Svolgi i seguenti esercizi sulla lirica delle origini. Rispondi sul quaderno o direttamente sulla scheda, motivando le scelte quando richiesto e citando, ove possibile, autori e testi studiati. Lavora con ordine: per gli esercizi a risposta aperta scrivi frasi complete e ben costruite.
- Quale sovrano ospita alla sua corte il primo gruppo organico di poeti in volgare italiano?
- A) Carlo d'Angiò a Napoli
- B) Federico II di Svevia in Sicilia
- C) Cangrande della Scala a Verona
- D) Bonifacio VIII a Roma
- Il sonetto è una forma metrica inventata dai trovatori provenzali e poi importata in Italia dai siciliani.
- Vero / Falso
-
Completa: il caposcuola della lirica siciliana è ___, notaio alla corte imperiale e inventore della forma metrica del sonetto.
-
Associa ciascun poeta alla scuola poetica di appartenenza. | Colonna A | Colonna B | |---|---| | Pier delle Vigne | Siculo-toscani | | Guittone d'Arezzo | Dolce Stil Novo | | Guido Guinizzelli | Dolce Stil Novo | | Cino da Pistoia | Scuola siciliana |
-
Che cosa significa l'aggettivo gentile riferito al cuore nella poetica stilnovistica?
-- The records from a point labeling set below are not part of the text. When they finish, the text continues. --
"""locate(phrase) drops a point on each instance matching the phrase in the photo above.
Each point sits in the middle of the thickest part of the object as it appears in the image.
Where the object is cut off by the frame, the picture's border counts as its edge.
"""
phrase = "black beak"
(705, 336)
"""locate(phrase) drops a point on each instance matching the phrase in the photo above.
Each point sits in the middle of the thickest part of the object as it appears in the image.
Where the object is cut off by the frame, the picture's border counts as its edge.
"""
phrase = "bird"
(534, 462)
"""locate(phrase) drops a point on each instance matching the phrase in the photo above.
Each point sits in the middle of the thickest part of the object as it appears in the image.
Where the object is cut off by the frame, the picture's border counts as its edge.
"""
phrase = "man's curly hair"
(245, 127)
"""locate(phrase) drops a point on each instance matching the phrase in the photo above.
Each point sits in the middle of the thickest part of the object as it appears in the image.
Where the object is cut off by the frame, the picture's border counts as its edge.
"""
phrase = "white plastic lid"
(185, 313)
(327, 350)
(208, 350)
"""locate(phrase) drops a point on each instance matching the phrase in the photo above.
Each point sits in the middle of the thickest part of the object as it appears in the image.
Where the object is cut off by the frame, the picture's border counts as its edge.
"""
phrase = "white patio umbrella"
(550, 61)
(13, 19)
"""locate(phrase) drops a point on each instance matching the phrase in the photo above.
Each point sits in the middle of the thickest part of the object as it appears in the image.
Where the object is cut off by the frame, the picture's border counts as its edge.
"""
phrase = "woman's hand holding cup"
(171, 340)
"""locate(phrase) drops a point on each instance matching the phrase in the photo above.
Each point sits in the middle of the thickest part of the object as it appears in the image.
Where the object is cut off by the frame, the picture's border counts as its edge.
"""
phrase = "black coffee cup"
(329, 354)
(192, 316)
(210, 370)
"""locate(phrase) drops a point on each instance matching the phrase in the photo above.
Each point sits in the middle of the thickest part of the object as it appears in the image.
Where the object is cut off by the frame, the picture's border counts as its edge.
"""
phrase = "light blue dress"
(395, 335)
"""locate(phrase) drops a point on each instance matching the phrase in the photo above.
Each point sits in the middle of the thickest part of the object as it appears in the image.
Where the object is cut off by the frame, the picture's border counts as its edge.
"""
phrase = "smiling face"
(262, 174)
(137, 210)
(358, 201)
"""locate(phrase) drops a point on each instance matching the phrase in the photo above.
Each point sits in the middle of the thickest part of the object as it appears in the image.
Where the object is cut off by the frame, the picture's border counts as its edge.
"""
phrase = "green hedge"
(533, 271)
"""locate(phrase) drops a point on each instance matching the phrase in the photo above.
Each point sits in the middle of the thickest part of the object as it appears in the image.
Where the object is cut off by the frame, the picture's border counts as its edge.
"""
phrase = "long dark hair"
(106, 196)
- A) Cortese nelle maniere a corte
- B) Di nobile nascita ereditaria
- C) Nobile d'animo per virtù interiore
- D) Delicato e fragile nei sentimenti
-
Spiega in cinque o sei righe perché la canzone Al cor gentil rempaira sempre amore di Guido Guinizzelli viene considerata il manifesto del Dolce Stil Novo.
-
Davanti a un sonetto di autore ignoto, devi stabilire se appartiene alla scuola siculo-toscana o al Dolce Stil Novo. Indica il procedimento di analisi che seguiresti, passo per passo.
-
Confronta in un testo di almeno quindici righe la figura della donna nella scuola siciliana e nel Dolce Stil Novo, mettendo in luce continuità e novità. Cita almeno un autore per ciascuna scuola.